La folla esplose in un boato di finta approvazione che lasciava comunque trapelare una certa sfiducia. «Come avete potuto affidare un incarico del genere a due inesperti?» gridavano con rabbia gli uomini e le donne più ostinati, «Siamo nelle mani di due incapaci!»

Jason e Reyna sedettero con fierezza sui loro troni, mentre il popolo continuava ad acclamarli. Il ragazzo riconobbe tra la folla alcuni dei compagni con cui, da sempre, aveva condiviso esperienze negative e positive, a partire dall'allenamento alla caserma. Leo e Calypso, sua moglie, erano in prima fila e, raggianti, gridavano il suo nome, incoraggiandolo. Più in là, Dakota spintonava chiunque invadesse il suo cammino per avvicinarsi ai due nuovi re, entrambi suoi conoscenti, mentre Piper se ne stava tranquilla al fianco di sua madre in fondo al corteo, e gli sorrideva timidamente.

Quando la folla cominciò a stancarsi e si allontanò con la stessa velocità con la quale si era presentata, Reyna fece segno a Jason di seguirla all'interno del palazzo reale, quello in cui, da anni, le famiglie di entrambi i re vivevano accanto ai loro sovrani. Il ragazzo lanciò un'ultima occhiata affettuosa ai suoi amici; poi, con riluttanza, si chiuse la porta alle spalle.
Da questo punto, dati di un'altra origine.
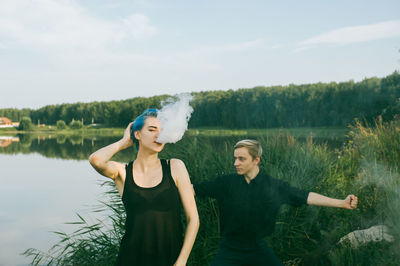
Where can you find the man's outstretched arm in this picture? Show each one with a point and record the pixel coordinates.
(350, 202)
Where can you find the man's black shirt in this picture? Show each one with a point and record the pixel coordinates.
(248, 210)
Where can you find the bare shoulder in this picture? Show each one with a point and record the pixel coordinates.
(177, 163)
(178, 170)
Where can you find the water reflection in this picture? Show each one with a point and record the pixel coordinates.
(79, 147)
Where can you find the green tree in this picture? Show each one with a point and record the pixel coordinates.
(76, 124)
(61, 124)
(25, 124)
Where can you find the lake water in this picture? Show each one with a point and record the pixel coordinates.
(38, 194)
(46, 180)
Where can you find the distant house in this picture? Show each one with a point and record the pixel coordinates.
(5, 121)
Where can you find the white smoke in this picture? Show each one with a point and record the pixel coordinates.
(174, 116)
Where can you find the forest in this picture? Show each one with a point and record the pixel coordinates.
(306, 105)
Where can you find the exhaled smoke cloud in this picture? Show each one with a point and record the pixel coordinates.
(174, 116)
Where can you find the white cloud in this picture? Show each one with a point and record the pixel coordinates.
(63, 25)
(356, 34)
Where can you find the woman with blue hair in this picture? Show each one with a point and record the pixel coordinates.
(152, 192)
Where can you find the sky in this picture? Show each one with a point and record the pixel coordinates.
(67, 51)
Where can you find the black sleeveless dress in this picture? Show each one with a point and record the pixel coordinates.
(153, 228)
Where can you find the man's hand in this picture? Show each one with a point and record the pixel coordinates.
(350, 202)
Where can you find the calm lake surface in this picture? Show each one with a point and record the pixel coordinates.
(46, 180)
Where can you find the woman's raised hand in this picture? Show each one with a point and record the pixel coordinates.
(126, 140)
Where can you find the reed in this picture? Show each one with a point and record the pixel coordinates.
(366, 164)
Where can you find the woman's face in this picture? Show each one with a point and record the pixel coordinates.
(148, 135)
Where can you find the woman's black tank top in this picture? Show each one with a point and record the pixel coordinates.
(153, 228)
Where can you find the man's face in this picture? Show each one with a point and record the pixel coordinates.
(244, 163)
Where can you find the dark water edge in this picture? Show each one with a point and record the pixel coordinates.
(79, 147)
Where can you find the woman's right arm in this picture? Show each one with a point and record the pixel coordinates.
(100, 159)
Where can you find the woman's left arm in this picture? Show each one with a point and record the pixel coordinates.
(182, 181)
(350, 202)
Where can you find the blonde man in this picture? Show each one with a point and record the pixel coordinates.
(249, 201)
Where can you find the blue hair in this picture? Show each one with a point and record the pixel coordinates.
(138, 123)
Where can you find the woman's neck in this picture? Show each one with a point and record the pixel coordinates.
(146, 160)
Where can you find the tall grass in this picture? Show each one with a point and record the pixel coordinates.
(366, 165)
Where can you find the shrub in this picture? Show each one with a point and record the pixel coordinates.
(25, 124)
(61, 124)
(75, 124)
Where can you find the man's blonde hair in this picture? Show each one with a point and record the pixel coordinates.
(253, 146)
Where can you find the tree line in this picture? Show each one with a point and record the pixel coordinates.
(318, 104)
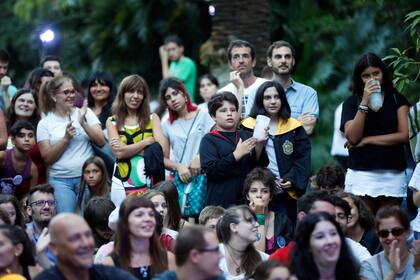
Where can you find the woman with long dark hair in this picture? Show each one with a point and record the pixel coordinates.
(16, 253)
(288, 147)
(237, 230)
(360, 226)
(183, 130)
(396, 261)
(101, 93)
(137, 247)
(275, 228)
(131, 130)
(376, 135)
(321, 251)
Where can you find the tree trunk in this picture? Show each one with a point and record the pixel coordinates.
(240, 19)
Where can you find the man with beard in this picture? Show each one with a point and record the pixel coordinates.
(7, 90)
(180, 66)
(303, 100)
(197, 255)
(41, 207)
(241, 58)
(73, 245)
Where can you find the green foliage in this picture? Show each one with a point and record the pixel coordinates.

«Siamo soli» annunciò Reyna, voltata di spalle. La lunga treccia scura si appoggiava sulla schiena, diritta come sempre. Teneva le spalle larghe e la testa alta. L'armatura dorata che le copriva le vesti bianche pareva essere stata fatta apposta per lei, tanto le calzava a pennello.

Jason fissò una delle candele presenti nella sala: la fiamma ondeggiava a tempo con gli impercettibili spifferi d'aria che non potevano che venire dall'esterno. Se non ci fosse stato quel movimento, il ragazzo avrebbe creduto di trovarsi in una stanza senza traccia di ossigeno. Solo una finestrella rischiarava l'ambiente, mentre i pesanti drappeggi e arazzi appesi alle pareti appesantivano ancora di più l'atmosfera, rendendola quasi claustrofobica.

Reyna sospirò, forse rinunciando all'idea che lui le rispondesse. Si voltò a guardarlo, gli occhi neri che parevano volerlo penetrare, raggiungendo la sua anima e strappandola via in un battito di ciglia. Teneva le mani unite, le dita intrecciate, come a volergli far capire che tutta quella situazione era una rete, una trappola dalla quale lui avrebbe fatto meglio ad allontanarsi. «Possiamo parlare, ora.»

Questa volta, Jason non esitò a rispondere. «E di cosa? Tempo fa mi dicesti che non avevamo più nulla da dirci, non ricordi?» Il ragazzo cercò di scacciar via dalla sua mente le immagini che lo ritraevano più giovane di qualche anno, ingenuo ed ancora inesperto, mentre, con tenerezza, sfiorava la mano di Reyna.